An intriguing finding in the JACC study is the substantial gender differences observed. In particular, women appeared much more susceptible to the adverse cardiac effects of short sleep. Women sleeping less than 5 hours were 2.3-fold more likely to have a fatal coronary event than 7-hour sleepers, while no evidence for an elevated risk in short sleeping men was found. This gender difference replicates findings from Germany where compared to 8-hour sleepers, women sleeping 5 or fewer hours had a 3-fold increase in incident myocardial infarction while no association was observed in men.12 Similarly, in the Whitehall II cohort, an association between reduced sleep and incident hypertension was observed in women but not men.13 Further studies of whether this simply reflects gender differences in the accuracy of self-reported sleep habits or a true biologic difference in cardiac susceptibility to sleep deprivation are needed. Unfortunately, much of the research on the cardio-metabolic effects of short term sleep deprivation has thus far focused exclusively on men.9,10

Another notable finding from the JACC study is that sleep duration appears even more strongly associated with non-cardiovascular non-cancer deaths than total CVD deaths. Further analyses, though likely underpowered, would be useful to provide insight into which specific causes of death are responsible for this association. Given data linking sleep deprivation with minor infections,14 more severe infectious complications such as pneumonia and sepsis may be another effect of poor sleep worthy of further study.

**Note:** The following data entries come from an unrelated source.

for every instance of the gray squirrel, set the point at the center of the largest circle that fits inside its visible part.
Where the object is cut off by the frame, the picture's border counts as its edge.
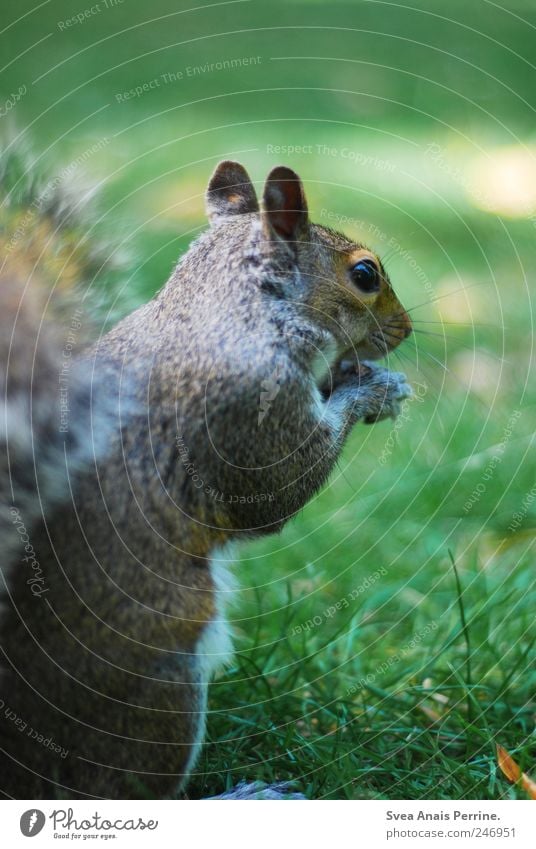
(211, 414)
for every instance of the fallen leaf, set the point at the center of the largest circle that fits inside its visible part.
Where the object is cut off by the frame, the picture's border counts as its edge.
(513, 772)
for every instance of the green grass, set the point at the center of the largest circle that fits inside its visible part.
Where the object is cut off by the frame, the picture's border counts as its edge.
(392, 692)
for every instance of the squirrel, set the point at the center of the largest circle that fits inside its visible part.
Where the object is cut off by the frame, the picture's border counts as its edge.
(211, 414)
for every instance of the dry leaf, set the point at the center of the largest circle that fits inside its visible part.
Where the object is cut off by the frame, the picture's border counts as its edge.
(512, 771)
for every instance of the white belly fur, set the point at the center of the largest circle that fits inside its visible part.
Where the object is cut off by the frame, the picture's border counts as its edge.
(215, 647)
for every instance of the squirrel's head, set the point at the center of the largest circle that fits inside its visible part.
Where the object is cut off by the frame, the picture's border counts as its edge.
(342, 284)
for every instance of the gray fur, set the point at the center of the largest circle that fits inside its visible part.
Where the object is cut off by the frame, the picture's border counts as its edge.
(111, 662)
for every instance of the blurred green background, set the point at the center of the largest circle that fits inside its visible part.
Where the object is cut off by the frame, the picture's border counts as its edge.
(413, 129)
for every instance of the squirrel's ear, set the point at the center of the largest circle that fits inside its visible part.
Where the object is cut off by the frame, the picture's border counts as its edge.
(284, 204)
(230, 192)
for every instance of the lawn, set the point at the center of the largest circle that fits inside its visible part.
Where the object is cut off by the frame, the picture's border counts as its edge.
(385, 639)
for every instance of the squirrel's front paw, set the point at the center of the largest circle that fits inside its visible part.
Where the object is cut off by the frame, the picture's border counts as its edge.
(383, 392)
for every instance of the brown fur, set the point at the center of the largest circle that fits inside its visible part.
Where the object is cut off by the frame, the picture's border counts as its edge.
(111, 661)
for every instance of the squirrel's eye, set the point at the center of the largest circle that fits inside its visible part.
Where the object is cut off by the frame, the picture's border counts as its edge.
(366, 276)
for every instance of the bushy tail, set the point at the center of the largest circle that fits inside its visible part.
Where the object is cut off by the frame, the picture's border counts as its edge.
(53, 421)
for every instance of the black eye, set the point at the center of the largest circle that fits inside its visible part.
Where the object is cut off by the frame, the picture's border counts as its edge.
(366, 276)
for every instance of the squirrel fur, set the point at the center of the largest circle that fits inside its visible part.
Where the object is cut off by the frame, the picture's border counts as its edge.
(211, 414)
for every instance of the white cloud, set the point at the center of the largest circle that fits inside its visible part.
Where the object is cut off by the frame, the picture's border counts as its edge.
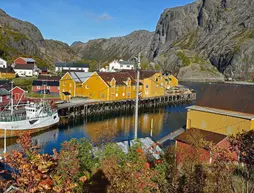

Several limitations to the current study should be noted. First and foremost, it relies on self-report rather than objective measures of sleep duration. The accuracy of self-reported sleep duration has been shown to vary by many factors including gender, race, actual sleep duration, sleep apnea and depression, raising concerns that identified associations may have nothing to do with sleep duration per se. However, recent data from the Coronary Artery Risk Development in Young Adults (CARDIA) study confirms a strong association between reduced sleep durations measured actigraphically and incident coronary calcification as a sensitive marker of coronary atherosclerosis.15 A limitation common to both the JACC and CARDIA studies as well as all prior studies associating extreme sleep durations with mortality has been the lack of accurate assessment of sleep apnea severity, making residual confounding by this prevalent disease a substantial concern.

That extremes of self-reported sleep predict cardiovascular morbidity and mortality has now been confirmed. What is now needed is a comprehensive sleep assessment in a cohort being followed for development of CVD. Such an assessment should include not only objective assessments of sleep duration and sleep apnea severity, but also assessments of the timing and regularity of sleep patterns given the growing link between circadian rhythm alterations and CVD. Until such a full assessment of sleep is performed, dissecting out which aspects of sleep are most relevant for cardiovascular health will remain unclear.

DISCLOSURE STATEMENT

Dr. Patel has indicated no financial conflicts of interest.